The Stress in America™ survey was conducted online within the United States by Harris Interactive on behalf of the American Psychological Association between Aug. 3 and 31, 2012, among 2,020 adults ages 18+ who reside in the U.S.

The four generations noted in this report are defined as the following: Millennials n=340 (18- to 33-year-olds), Generation X n=397 (34- to 47-year-olds), Boomers n=1040 (48- to 66-year-olds) and Matures n=243 (67 years and older). For the purposes of this report, Generation X will be referred to as “Gen Xers” in brief.

Among the 2,020 adults surveyed, 1,424 report having been diagnosed with one or more of the following: Type 1 diabetes, Type 2 diabetes, cancer, heart disease or heart attack, high cholesterol, high blood pressure, overweight, stroke, asthma or other respiratory disease, chronic pain, depression, an anxiety disorder, arthritis or obesity. For the purposes of this report, this group will be referred to as “people with a chronic illness” or “chronic illness” in brief.
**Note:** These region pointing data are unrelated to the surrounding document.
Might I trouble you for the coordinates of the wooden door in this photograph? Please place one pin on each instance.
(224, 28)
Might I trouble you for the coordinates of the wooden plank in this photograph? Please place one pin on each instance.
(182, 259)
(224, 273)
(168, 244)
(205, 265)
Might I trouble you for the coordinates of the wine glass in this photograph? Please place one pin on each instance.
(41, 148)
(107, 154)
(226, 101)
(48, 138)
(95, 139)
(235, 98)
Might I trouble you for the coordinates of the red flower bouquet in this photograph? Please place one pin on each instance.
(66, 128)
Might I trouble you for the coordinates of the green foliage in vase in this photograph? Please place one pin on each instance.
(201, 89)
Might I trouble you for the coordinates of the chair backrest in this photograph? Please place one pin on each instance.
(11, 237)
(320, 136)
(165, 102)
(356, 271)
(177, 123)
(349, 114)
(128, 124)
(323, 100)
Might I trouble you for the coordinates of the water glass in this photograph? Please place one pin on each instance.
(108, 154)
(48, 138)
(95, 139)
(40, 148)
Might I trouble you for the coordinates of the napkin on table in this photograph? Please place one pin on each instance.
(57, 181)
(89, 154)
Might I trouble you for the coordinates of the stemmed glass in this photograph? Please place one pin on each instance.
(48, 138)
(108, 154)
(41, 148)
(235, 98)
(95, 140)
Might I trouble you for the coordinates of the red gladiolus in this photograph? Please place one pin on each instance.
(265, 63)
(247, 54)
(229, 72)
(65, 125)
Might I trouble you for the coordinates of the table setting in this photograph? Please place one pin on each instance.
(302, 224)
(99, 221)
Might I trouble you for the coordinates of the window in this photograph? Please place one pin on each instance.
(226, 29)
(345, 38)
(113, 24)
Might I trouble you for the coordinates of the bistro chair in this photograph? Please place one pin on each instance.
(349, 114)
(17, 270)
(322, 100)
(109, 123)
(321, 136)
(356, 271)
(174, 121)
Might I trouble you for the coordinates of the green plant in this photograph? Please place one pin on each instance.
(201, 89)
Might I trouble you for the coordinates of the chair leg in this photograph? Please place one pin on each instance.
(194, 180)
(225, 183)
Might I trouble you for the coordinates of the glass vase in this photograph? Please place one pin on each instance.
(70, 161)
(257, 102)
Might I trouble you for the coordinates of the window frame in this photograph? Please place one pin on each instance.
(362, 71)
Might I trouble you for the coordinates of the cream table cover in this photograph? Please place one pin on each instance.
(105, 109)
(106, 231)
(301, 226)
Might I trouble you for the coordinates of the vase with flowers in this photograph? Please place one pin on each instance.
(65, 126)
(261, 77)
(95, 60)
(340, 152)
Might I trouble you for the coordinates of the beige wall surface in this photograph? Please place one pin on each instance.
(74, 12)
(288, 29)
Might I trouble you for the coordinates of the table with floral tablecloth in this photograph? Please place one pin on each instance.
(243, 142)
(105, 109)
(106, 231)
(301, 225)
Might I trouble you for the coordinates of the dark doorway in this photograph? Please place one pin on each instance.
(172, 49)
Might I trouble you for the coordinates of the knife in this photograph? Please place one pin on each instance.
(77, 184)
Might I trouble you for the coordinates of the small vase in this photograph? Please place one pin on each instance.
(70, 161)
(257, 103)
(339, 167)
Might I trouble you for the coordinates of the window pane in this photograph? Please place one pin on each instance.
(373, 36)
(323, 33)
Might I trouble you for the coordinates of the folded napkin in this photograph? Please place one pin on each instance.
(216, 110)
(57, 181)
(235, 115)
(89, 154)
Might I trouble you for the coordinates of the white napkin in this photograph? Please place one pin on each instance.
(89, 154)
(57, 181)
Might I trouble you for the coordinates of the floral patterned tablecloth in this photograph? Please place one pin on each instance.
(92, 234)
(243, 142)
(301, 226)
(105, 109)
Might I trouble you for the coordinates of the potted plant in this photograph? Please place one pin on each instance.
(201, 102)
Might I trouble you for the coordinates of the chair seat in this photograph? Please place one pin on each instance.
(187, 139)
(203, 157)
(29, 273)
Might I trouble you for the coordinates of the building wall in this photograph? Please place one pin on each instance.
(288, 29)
For the purposes of this report, the phrase “describes” represents respondents who selected “describes completely.” In addition, health care providers are referenced throughout the report as “providers” and “HCPs.”

Results were weighted to reflect the composition of the U.S. population ages 18+ as needed for age, sex, race/ethnicity, education, region and household income. For each of the city reports, results were weighted as needed for age, sex, race/ethnicity, education, region and household income among the entire population within the specific Metropolitan Statistical Area for each city as designated by the U.S. Office of Management and Budget. In addition to the national sample, oversamples in eight cities were collected resulting in a total of 1,715 interviews. Propensity score weighting was also used to adjust for respondents’ propensity to be online.

All sample surveys and polls, whether or not they use probability sampling, are subject to multiple sources of error, which are most often not possible to quantify or estimate, including sampling error, coverage error, error associated with nonresponse, error associated with question wording and response options, and post-survey weighting and adjustments. Therefore, Harris Interactive avoids the words “margin of error” as they are misleading. All that can be calculated are different possible sampling errors with different probabilities for pure, unweighted, random samples with 100 percent response rates. These are only theoretical because no published polls come close to this ideal.

Respondents for this survey were selected from among those who have agreed to participate in Harris Interactive surveys. Because the sample is based on those who were invited and agreed to participate in the Harris Interactive online research panel, no estimates of theoretical sampling error can be calculated.